Posted on:2009-06-28Degree:Ph.DType:Dissertation
University:University of Alberta (Canada)Candidate:Zhao, BeiFull Text:PDF
GTID:1441390002999980Subject:Engineering
Abstract/Summary:
The propensity of asphaltenes to aggregate can cause severe coke deposition problems during catalytic hydroprocessing of heavy oils. Numerous studies on this subject have been performed. However, asphaltene aggregate size is an uncontrolled and unexplored and potentially important variable.;Athabasca bitumen and Maya crude were filtered through commercial nano ceramic membranes to separate asphaltene aggregates by size in their native media without dilution. Two distinct nanostructures, one enriched in pentane asphaltenes and one enriched in mineral matter, were identified. The asphaltene-rich nanostructures are polydispersed with a broad size distribution extending from less than 5 nm to more than 100 nm. Their composition is independent of size and they do not associate preferentially at 473 K with other constituents, such as mineral matter or resins in native feeds, as prevalent notions suggest.;Coke deposition experiments were conducted in a 15 mL batch reactor on a commercial hydroprocessing catalyst NiMo/gamma-Al2O3 at 653 K for 2 h at a 30:1 feed to catalyst ratio (weight basis).
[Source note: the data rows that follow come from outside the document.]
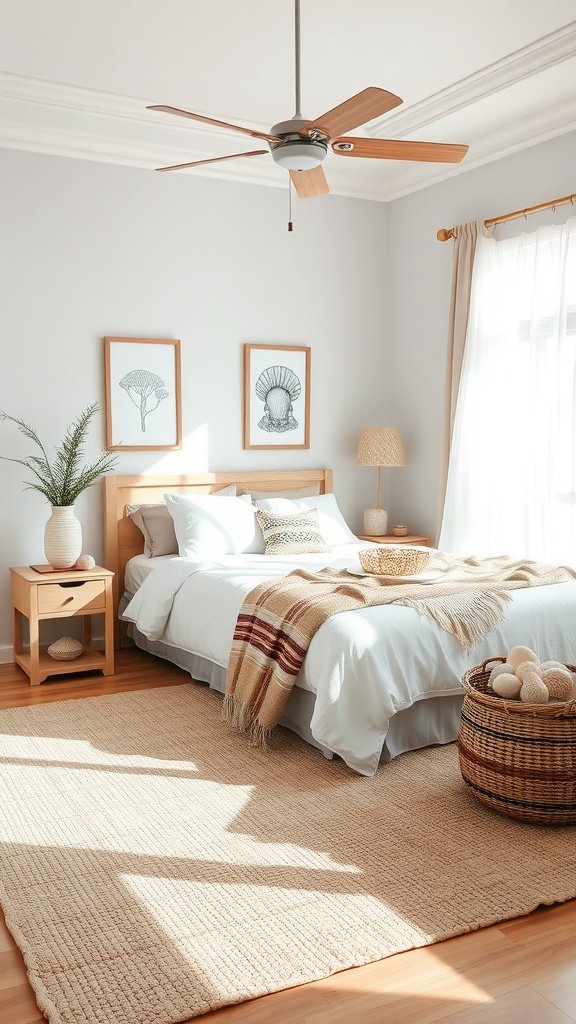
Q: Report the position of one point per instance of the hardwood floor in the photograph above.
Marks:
(520, 972)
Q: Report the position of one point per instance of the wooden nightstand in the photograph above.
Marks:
(41, 596)
(391, 539)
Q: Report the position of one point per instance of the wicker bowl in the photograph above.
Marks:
(65, 649)
(519, 759)
(392, 559)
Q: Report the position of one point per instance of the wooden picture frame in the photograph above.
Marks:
(142, 375)
(277, 383)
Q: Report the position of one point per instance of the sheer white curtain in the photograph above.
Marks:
(511, 480)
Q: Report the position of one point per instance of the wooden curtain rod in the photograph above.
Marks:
(448, 232)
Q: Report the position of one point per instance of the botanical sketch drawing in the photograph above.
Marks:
(141, 385)
(278, 387)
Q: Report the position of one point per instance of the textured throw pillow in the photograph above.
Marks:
(290, 535)
(157, 525)
(332, 522)
(309, 492)
(209, 525)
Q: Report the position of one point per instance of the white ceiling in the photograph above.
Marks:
(76, 77)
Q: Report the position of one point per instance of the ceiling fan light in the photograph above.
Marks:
(298, 155)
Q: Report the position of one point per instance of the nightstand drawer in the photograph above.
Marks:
(86, 596)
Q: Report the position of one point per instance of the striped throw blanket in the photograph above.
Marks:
(279, 619)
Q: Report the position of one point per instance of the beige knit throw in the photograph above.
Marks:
(279, 619)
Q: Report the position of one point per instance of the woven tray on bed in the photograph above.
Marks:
(519, 759)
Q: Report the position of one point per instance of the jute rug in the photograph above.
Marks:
(155, 865)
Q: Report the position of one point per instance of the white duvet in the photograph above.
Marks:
(364, 666)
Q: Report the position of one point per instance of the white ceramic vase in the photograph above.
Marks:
(375, 522)
(63, 538)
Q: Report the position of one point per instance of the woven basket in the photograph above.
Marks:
(391, 559)
(519, 759)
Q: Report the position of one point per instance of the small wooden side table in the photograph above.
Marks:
(40, 596)
(391, 539)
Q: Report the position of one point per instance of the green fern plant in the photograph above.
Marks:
(63, 479)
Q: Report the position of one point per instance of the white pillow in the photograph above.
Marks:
(157, 525)
(208, 526)
(331, 520)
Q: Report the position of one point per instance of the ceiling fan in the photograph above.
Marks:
(300, 145)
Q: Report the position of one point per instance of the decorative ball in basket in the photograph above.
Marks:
(519, 757)
(65, 649)
(392, 559)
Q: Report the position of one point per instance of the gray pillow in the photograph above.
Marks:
(157, 525)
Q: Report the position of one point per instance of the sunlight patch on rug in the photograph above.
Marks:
(156, 866)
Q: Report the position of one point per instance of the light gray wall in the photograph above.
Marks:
(89, 250)
(420, 268)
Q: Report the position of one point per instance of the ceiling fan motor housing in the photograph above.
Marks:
(294, 152)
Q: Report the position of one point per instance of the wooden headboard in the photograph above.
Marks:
(123, 540)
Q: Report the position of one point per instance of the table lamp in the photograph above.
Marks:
(378, 446)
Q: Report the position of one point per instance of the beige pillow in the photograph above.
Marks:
(157, 525)
(310, 492)
(291, 535)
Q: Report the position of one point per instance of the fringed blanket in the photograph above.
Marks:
(279, 619)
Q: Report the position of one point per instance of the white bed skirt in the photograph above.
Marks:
(432, 720)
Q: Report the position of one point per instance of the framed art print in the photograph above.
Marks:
(277, 396)
(142, 394)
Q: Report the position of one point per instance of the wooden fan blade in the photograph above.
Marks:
(212, 121)
(213, 160)
(384, 148)
(357, 111)
(309, 183)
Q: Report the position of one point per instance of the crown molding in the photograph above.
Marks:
(80, 123)
(524, 134)
(520, 65)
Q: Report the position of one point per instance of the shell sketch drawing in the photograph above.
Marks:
(140, 385)
(278, 387)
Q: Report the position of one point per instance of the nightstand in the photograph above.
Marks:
(39, 596)
(391, 539)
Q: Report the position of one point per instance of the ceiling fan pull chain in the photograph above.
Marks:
(290, 224)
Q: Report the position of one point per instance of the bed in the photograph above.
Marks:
(375, 682)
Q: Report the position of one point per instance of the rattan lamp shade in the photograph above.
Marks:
(380, 446)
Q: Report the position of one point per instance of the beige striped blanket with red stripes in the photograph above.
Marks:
(280, 617)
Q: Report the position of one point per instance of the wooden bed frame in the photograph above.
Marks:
(123, 540)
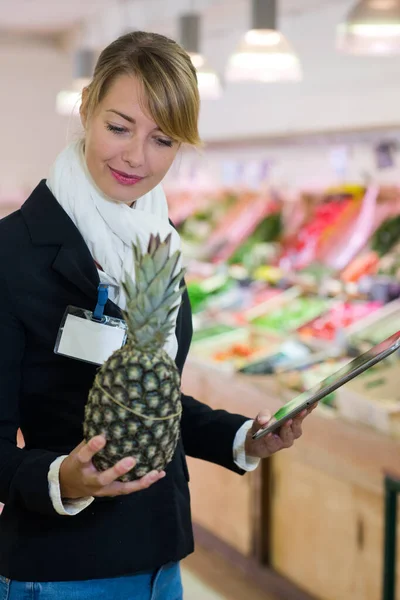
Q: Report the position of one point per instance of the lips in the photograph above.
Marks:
(125, 178)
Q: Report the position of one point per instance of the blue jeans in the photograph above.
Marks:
(164, 584)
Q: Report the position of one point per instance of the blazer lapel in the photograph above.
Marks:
(49, 225)
(68, 263)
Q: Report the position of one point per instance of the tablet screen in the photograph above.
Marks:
(352, 369)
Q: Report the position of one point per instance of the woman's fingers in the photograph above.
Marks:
(104, 478)
(118, 488)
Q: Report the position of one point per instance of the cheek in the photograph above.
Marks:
(100, 147)
(161, 161)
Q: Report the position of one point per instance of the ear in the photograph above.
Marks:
(83, 107)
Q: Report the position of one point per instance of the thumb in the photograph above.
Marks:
(262, 419)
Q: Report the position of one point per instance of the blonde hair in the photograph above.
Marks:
(168, 77)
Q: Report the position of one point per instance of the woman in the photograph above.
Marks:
(68, 531)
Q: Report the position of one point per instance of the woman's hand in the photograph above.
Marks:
(79, 477)
(273, 442)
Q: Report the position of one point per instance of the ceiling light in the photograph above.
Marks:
(68, 101)
(207, 78)
(264, 54)
(372, 27)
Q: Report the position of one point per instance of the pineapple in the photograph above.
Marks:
(135, 398)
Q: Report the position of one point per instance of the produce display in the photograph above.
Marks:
(294, 290)
(340, 316)
(293, 315)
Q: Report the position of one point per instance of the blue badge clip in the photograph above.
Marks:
(102, 297)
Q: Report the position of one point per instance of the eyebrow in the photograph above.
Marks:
(127, 117)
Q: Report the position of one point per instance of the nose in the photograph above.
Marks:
(134, 153)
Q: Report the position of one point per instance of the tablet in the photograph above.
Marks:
(331, 383)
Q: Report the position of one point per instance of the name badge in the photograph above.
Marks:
(90, 336)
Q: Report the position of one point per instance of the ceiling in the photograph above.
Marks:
(51, 17)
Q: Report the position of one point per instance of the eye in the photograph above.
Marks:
(164, 142)
(115, 129)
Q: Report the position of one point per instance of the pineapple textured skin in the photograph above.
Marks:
(135, 402)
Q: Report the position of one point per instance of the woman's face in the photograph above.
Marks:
(126, 153)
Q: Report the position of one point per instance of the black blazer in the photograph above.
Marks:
(45, 265)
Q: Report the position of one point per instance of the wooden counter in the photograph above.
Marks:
(311, 519)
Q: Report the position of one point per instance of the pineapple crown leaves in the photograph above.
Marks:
(153, 297)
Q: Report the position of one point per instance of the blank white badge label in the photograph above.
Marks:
(89, 341)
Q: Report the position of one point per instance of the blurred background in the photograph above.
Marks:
(290, 221)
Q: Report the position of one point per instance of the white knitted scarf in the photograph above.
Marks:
(107, 226)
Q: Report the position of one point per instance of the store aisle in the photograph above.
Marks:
(207, 576)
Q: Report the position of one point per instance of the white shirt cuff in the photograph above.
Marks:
(67, 507)
(247, 463)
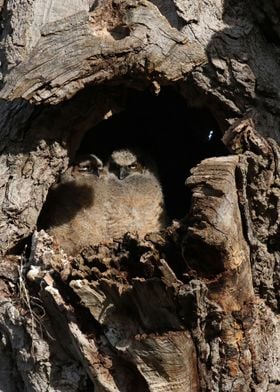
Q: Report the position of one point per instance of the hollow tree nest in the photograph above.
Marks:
(176, 136)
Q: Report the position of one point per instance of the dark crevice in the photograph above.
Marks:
(176, 135)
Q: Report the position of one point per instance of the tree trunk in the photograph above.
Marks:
(195, 307)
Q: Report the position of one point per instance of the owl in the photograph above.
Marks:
(97, 203)
(135, 203)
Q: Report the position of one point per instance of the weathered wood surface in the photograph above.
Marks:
(194, 308)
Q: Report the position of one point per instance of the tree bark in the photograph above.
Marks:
(193, 308)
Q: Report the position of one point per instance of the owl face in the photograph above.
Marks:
(124, 163)
(89, 164)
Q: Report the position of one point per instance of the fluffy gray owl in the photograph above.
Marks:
(135, 201)
(95, 203)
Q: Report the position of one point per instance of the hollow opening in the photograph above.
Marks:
(175, 135)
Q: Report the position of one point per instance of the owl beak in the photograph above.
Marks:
(123, 173)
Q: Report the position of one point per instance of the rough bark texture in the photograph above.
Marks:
(194, 308)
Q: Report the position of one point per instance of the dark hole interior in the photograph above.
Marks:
(177, 136)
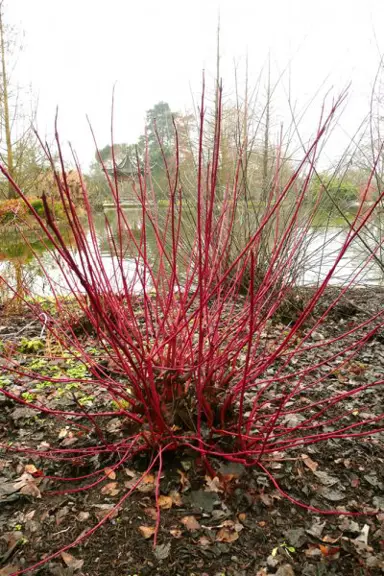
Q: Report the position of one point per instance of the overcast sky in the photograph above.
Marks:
(76, 50)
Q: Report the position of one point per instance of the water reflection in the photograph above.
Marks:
(21, 261)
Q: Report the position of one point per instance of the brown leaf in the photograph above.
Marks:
(227, 535)
(266, 499)
(111, 474)
(164, 502)
(30, 489)
(311, 464)
(147, 531)
(110, 489)
(213, 484)
(190, 523)
(176, 498)
(148, 479)
(147, 484)
(71, 561)
(104, 510)
(330, 551)
(9, 570)
(176, 533)
(30, 469)
(61, 514)
(185, 483)
(151, 513)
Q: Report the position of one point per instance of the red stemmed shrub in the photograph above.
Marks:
(184, 355)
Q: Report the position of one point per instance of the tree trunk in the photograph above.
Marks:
(7, 124)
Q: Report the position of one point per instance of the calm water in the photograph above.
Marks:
(22, 260)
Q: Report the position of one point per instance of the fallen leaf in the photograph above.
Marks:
(30, 489)
(326, 479)
(147, 484)
(176, 533)
(111, 474)
(164, 502)
(110, 489)
(309, 463)
(176, 498)
(9, 570)
(328, 551)
(363, 536)
(229, 531)
(147, 531)
(104, 510)
(30, 469)
(227, 535)
(151, 512)
(162, 551)
(71, 561)
(185, 483)
(312, 552)
(285, 570)
(61, 514)
(148, 479)
(266, 499)
(213, 484)
(330, 494)
(190, 523)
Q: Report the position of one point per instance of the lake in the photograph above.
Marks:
(21, 258)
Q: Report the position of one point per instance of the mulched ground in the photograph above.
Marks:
(236, 523)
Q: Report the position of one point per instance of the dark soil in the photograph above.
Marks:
(236, 523)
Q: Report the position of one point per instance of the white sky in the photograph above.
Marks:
(75, 50)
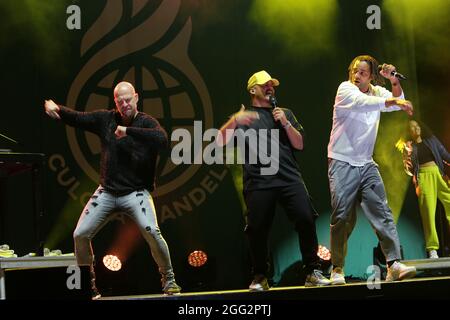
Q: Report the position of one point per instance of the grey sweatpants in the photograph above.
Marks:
(350, 185)
(138, 205)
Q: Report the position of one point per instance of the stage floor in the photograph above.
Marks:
(418, 288)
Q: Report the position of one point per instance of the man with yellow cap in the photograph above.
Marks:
(263, 191)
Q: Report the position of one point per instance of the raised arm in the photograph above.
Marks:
(84, 120)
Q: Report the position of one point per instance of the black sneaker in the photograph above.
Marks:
(170, 287)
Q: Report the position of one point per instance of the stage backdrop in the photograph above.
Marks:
(189, 61)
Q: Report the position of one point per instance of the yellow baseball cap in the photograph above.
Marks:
(261, 77)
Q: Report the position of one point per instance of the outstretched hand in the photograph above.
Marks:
(52, 109)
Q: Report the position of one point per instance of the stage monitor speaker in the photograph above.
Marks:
(55, 283)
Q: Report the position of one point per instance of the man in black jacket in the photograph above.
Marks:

Two sets of experiments were performed: one with feedstock, permeates, and retentates of Athabasca bitumen and Maya crude oil focused on the impact of asphaltene aggregate size on coke deposition; the other with Athabasca bitumen diluted with n-dodecane, n-decane or 1-methylnaphthalene to investigate the interplay among thermophysical properties in mixtures at diverse length scales in hydroprocessing environment.;Coke deposition outcome is shown to be a combination of mixture properties at the macroscopic scale (the number, nature, and composition of phases present), the nano scale (asphaltene nanoaggregation within phases) and the molecular scale (hydrogen solubility by phase). Asphaltene-rich nanoaggregate size and maltene composition are shown to play secondary roles in coke deposition. Elemental analyses of sectioned catalyst pellets showed that coke deposition within pellets was diffusion limited, while vanadium deposition, arising primarily from the maltene fraction, was not diffusion limited. The findings suggest that prevalent asphaltene-rich nanostructure models and their chemistry be re-evaluated and underscore the need for the explicit incorporation of physical phenomena in the development of coke deposition models.